19 thoughts on “1202-20 NY Times Crossword 2 Dec 20, Wednesday”

  1. 12:29 Didn’t get the theme until coming here. And I think a minor theme would be GREEN – in three clues (20A, 42A, 37D) , then PEA gravel and IRISH sea in the answers.

    1. Still a bit up and down, Duncan, thank you for asking. Thankful that it’s not COVID-related, and so doing a lot better than many unfortunate folks out there. Stay safe.

    1. Nah — although I don’t time myself (usually start these while, um, in the bathroom) I know it was at least 20 minutes for me today. If you’re the slowpoke, I’m the banana slug. I’ll never be competitive — just happy to solve these.

      1. I’m currently in the Pacific Northwest…so banana slugs are especially apropos. My times vary widely depending on what else I’m thinking of at the time. Like you, I’m happy to complete them.

  2. McKinleyville Dan…I’m in the same category, most days I’m a turtle in molasses in January. Just happy to finish the puzzle, welcome to the club!

  3. More errors than I care to admit.. got theme early and got all the theme clues. I messed up on a couple of the words.. NOSOUP instead of NOSOAP.. Never heard of HATHA YOGA so that didn’t help. Also not up my GAY APPS so had GRINCH instead of GRINDR which led to a couple more errors. HOOTOUT instead of RIOTOUS. LOCI instead of FOCI and on and on…

  4. Gay movies, a gay app, a rap star and a zeitgeist all in one puzzle. The theme FRUIT has more than one meaning

  5. 13:24, no errors. Did not see the theme until Bill showed it to me. Entered FRUIT, then looked up and saw ‘rind’ in GRINDR, was satisfied with that.

    1. It must be nice to be able to solve this in a few minutes without knowing the theme.
      The reason for blue hair is not an inability to see blue, it’s cataracts making everything too yellow. Cataract surgery is usually done one eye at a time. For a week or two, one eye sees white where the other sees yellow. For me, it was very noticeable. If I had not been colouring my hair…..?

    2. It must be nice to be able to solve this in a few minutes without knowing the theme.
      The reason for blue hair is not an inability to see blue, it’s cataracts making everything too yellow. Cataract surgery is usually done one eye at a time. For a week or two, one eye sees white where the other sees yellow. For me, it was very noticeable. If I had not been colouring my hair…..?

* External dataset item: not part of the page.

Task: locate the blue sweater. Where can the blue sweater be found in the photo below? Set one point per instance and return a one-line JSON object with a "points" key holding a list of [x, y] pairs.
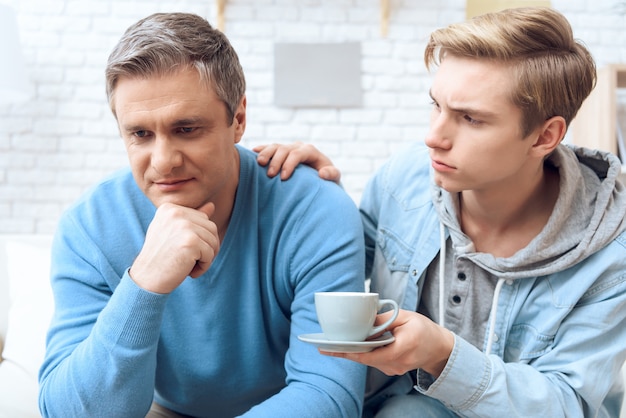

  6. A few errors due to being flummoxed by the crossing of a gay app (not that there’s anything wrong with that), a rap star, and a Spanish word. Speaking of Spain, Miles Davis’ “Kind of Blue” album is one of my favorites yet I found “Sketches of Spain” to be almost unlistenable. Your mileage may vary, of course.

  7. No errors. Very appropriate difficulty rating for a Wednesday. NW corner was undoubtedly the most difficult area. The theme did not help except to assure me that I was on the right path.

    Yo, Bill. I did not know about your not feeling well. Take care of yourself, old buddy! We depend on you.